Not many festivals can claim to have snowballed on the same scale as Primavera Sound. Beginning its life as a 'boutique' event back in 2001, it attracted a thoroughly decent 8,000 people. And yet this year, the promoters expect 74,000 to descend on Barcelona from the 27th-30th May, making this one of the most colossal festivals in Europe. What the hell happened there?
Part of Primavera's wild popularity lies in Barcelona's itself. Its near-perfect mix of sea, sun, city, nightlife and culture meant it could never stay a well-kept secret. But there has to be more than just the pull of guaranteed sunshine for nearly 75,000 people to keep coming back.
Well, Primavera promises that, though its attendance has swelled to the size of an army, it still remains 'faithful to its original artistic idea.' Looking at this year's line up doesn't cast much doubt on this. Boasting acts as seminal and diverse as Yeasayer, The Fall, Pixies, Diplo, Les Savy Fav, Gary Numan and Grizzly Bear, amongst a legion of others. It would suggest that as the cliché goes, there is something for everyone.
You don't even have to watch bands in the arenas. The initiative 'Primavera in the City' means you can go see acts perform in the beautiful Parc Joan Miro, filled with the sculptures of one of Barcelona's most colourful artists. Or if daylight doesn't appeal, there are several bands playing down on the city's Metro, at the Sagrada Familia and Passeig de Gracia stations.
Its sheer size means that the main festival site is now 20 mins from the centre of town, at the Parc Del Forum. It's not a short walk from the centre (around an hour), so most will want to take the Metro (www.tmb.net) or make use of the shuttle bus at night, running every 10/15 mins.

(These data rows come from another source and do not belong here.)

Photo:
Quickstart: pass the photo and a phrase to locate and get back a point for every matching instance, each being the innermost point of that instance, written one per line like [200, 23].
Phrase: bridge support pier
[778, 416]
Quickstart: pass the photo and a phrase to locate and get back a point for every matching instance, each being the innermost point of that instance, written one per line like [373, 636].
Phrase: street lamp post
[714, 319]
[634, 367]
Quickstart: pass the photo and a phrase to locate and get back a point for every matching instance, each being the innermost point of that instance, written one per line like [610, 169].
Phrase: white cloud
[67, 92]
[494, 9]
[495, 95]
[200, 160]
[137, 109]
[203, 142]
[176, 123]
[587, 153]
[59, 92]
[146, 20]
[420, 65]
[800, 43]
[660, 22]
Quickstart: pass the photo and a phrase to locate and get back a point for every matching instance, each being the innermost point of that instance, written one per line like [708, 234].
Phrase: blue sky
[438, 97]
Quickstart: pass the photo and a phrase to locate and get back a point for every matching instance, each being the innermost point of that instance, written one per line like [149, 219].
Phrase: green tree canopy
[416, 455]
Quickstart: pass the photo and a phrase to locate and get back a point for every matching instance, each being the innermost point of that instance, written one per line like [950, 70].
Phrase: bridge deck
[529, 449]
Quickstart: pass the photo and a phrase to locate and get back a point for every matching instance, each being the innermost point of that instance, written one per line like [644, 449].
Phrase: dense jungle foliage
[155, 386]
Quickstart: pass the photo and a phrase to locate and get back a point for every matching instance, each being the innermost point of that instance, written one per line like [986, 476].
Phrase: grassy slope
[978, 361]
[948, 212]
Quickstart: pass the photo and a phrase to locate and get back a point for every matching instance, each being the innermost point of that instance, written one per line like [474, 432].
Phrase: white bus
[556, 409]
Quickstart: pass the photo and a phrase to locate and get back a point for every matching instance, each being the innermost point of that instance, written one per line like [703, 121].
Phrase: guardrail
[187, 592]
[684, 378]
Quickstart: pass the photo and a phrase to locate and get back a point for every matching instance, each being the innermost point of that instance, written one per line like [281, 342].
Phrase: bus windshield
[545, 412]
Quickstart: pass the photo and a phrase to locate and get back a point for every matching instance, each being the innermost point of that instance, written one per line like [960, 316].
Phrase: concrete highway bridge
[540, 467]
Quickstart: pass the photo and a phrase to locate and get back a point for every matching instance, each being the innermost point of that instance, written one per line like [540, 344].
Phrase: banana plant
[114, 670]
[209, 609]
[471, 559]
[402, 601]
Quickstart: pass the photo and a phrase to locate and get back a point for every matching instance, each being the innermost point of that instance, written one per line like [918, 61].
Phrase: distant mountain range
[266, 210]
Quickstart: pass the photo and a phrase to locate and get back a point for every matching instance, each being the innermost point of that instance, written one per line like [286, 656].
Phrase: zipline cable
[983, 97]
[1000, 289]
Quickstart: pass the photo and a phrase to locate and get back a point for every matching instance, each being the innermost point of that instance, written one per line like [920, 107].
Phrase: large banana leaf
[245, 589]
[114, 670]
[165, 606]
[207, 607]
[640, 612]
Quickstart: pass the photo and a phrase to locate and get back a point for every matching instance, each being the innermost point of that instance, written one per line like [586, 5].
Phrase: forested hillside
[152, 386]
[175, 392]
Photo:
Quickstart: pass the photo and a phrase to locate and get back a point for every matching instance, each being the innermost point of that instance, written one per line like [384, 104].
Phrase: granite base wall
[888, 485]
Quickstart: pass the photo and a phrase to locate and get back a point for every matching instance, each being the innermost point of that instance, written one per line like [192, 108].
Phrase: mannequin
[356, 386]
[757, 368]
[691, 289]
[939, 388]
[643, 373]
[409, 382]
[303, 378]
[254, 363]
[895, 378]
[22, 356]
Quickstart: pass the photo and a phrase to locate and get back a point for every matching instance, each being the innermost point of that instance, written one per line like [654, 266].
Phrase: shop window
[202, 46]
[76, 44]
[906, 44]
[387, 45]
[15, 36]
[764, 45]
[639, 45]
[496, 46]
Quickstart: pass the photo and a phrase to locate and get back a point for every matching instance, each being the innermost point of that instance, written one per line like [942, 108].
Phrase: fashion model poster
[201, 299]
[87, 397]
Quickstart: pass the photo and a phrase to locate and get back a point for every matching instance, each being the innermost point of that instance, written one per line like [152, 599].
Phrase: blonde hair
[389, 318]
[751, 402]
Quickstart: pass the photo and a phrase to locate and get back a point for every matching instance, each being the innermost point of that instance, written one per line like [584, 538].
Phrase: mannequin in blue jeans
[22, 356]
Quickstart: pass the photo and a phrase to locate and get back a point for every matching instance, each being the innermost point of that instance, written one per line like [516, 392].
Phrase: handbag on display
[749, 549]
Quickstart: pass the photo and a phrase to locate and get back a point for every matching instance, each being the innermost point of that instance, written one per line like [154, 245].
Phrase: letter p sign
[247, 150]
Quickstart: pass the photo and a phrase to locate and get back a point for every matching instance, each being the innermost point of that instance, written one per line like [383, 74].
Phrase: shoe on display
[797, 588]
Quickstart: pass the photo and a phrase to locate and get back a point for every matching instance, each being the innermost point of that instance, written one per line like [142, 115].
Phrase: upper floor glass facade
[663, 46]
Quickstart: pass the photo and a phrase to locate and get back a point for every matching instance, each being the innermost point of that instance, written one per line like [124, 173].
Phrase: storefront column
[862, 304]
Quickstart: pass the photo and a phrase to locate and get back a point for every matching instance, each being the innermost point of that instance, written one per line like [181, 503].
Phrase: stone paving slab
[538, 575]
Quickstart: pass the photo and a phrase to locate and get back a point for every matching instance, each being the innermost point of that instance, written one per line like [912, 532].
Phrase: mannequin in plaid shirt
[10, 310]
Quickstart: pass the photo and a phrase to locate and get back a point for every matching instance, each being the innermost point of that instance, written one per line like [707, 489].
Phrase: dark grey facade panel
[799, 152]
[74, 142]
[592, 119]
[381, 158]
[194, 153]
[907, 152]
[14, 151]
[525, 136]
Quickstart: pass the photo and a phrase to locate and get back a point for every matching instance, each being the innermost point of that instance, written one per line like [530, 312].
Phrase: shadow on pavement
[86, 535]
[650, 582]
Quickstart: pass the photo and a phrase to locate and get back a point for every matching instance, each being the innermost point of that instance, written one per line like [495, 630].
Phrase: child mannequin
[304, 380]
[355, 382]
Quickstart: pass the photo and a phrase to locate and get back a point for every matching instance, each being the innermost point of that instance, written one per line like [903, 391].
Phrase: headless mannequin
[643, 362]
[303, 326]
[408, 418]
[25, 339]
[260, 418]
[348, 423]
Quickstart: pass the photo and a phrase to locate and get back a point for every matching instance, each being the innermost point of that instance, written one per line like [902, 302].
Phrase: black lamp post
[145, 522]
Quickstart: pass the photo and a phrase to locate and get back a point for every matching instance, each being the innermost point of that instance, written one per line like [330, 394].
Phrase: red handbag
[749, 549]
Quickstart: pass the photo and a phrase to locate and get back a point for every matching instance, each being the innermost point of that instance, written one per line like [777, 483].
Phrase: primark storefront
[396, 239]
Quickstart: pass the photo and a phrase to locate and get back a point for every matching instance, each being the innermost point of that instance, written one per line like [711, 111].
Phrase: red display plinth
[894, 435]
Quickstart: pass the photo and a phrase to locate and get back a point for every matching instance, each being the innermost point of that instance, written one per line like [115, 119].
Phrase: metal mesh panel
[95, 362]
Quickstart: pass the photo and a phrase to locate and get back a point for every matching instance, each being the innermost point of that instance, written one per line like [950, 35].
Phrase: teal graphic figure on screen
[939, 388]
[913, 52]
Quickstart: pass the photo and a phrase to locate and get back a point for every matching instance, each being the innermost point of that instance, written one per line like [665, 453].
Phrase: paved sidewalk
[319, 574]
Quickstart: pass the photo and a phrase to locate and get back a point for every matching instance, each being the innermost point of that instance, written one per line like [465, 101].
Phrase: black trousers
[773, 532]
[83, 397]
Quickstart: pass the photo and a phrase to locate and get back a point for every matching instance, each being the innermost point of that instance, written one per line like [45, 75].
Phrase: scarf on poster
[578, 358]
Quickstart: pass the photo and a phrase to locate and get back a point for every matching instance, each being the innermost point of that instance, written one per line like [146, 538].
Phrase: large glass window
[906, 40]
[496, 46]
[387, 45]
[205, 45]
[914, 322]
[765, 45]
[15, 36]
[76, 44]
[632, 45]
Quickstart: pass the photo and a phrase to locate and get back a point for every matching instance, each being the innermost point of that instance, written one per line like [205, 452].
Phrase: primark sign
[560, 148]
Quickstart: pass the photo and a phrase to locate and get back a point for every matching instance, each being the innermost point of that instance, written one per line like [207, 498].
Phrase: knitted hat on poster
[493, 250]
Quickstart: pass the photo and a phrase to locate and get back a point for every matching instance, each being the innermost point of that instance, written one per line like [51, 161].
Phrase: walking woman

As for the main part of the action, you can bet that the more legendary acts such as The Fall, Pavement and Orbital will grace the San Miguel stage (cap. 25,000). And proving what a great year it has been for American music, Pitchfork's stage will be showcasing the choicest of the acts currently making themselves heard across the Atlantic. See Surfer Blood, Cold Cave or Real Estate if you need any further persuasion. 'After hours', you can get your rocks off (and your dance on) in the Vice tent (where else), which will see the likes of Boy 8-Bit and Fake Blood raise mischief until silly o'clock.
As the festival starts at 6pm and goes on through the night, you might even stay up long enough to see the sun rise over The Med. Meaning after a couple of hours much-needed recovery, you've got the day to explore one of the world's most exciting cities. Sounds prime for the taking to me.